Tens of thousands of protesters gathered in Kiev on Tuesday after President Viktor Yanukovich secured financial assistance and a gas price discount at talks with President Vladimir Putin, and several hundred spent the night in the freezing cold.
Opposition leaders have called for mass rallies over the holiday season on the central square occupied for weeks by protesters, who have pitched tents behind tall barricades.
"He has given up Ukraine's national interests, given up independence," Vitaly Klitschko, an opposition leader and heavyweight boxing champion, told the crowd on Tuesday.
Ukraine needs money to cover an external funding gap of $17 billion next year - almost the level of the central bank's depleted currency reserves - and avoid defaulting on its debts.
Underlining the depth of the problem, Russian Finance Minister said Moscow would buy $3 billion worth of Ukrainian Eurobonds as early as the end of this week, marking the first instalment in debt purchases to total $15 billion.
However, the United States warned Kiev the deal would not satisfy the protesters and German Chancellor Angela Merkel said ties with Russia should not prevent Kiev from looking West.
"At the moment it seems to be an either-or proposition. ... We need to put an end to this," Merkel told ARD TV. "A bidding competition won't solve the problem."
Russian FM Sergei Lavrov told parliament on Wednesday that the West was continuing to put "overt pressure" on Ukraine.
Putin wants to bring Ukraine's big, mineral-rich market into a Eurasian Union he plans to build with Kazakhstan, Belarus and other ex-Soviet republics to match the economic might of the United States and China. Without Ukraine, it looks much weaker.
"This is a rescue. Without that money, Ukraine would have defaulted some time before the middle of next year," said Chris Weafer, senior partner with consultancy Macro-Advisory.

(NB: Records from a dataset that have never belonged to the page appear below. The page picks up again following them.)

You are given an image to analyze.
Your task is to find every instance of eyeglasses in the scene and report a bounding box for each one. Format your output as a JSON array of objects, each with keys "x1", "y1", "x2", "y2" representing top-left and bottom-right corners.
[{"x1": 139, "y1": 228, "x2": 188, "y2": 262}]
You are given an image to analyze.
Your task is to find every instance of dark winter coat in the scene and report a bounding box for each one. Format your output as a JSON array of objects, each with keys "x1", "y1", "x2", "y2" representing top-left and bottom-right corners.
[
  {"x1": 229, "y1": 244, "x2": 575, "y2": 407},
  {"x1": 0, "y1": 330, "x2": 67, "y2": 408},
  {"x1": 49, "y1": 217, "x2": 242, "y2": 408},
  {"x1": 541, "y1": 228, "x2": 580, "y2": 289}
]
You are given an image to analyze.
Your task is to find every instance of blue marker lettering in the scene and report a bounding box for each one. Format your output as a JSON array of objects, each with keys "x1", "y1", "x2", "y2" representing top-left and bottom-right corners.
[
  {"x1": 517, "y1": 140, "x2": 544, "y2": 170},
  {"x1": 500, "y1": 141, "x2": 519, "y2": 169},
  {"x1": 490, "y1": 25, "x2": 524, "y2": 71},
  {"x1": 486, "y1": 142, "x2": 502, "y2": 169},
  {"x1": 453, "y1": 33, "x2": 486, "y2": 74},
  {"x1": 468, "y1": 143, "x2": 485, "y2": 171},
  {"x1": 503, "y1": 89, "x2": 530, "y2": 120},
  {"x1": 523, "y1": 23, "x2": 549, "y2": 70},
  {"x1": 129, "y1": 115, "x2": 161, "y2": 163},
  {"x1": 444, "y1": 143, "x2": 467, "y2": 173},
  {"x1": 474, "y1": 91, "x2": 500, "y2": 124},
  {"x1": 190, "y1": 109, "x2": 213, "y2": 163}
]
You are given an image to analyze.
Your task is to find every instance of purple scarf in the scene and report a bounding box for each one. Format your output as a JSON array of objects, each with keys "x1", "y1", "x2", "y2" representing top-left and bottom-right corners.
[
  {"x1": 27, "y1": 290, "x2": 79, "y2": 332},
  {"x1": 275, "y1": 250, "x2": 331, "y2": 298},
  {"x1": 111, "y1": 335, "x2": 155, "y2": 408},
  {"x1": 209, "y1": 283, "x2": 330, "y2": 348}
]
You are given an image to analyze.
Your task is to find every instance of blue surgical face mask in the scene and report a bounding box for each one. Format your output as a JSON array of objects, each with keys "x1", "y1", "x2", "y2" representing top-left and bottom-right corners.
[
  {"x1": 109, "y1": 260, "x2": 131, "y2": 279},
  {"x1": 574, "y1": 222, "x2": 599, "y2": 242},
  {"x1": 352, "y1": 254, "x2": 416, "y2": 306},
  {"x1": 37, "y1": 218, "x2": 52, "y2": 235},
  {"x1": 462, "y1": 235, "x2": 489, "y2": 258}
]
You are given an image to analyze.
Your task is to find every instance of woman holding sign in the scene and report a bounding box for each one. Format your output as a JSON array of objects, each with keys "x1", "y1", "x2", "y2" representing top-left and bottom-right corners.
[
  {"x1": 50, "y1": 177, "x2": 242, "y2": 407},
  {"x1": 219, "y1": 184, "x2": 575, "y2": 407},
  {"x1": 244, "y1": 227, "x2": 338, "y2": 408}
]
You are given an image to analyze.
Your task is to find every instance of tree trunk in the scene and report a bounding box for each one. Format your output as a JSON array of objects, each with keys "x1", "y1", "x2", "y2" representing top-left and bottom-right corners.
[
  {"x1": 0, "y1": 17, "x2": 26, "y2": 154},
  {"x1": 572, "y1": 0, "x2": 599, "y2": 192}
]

One analyst, Lilit Gevorgyan of IHS Global Insight, described the assistance as a "bandage but no remedy" for an economy that is heavily dependent on steel and agriculture and has struggled to modernise since the end of the communist era.
Yanukovich has been seeking the best possible deal for his country of 46 million but has been criticised in the West after police used force against the protests in the heart of Kiev.
Moscow, accused by European officials of bullying Kiev into dropping the EU deal last
month with the threat of economic retaliation, now has great financial leverage over Ukraine,
If it withdraws its money and alters the gas price, it could pull the plug on its neighbour. Putin appeared to stress this by saying the agreements on the gas price was temporary.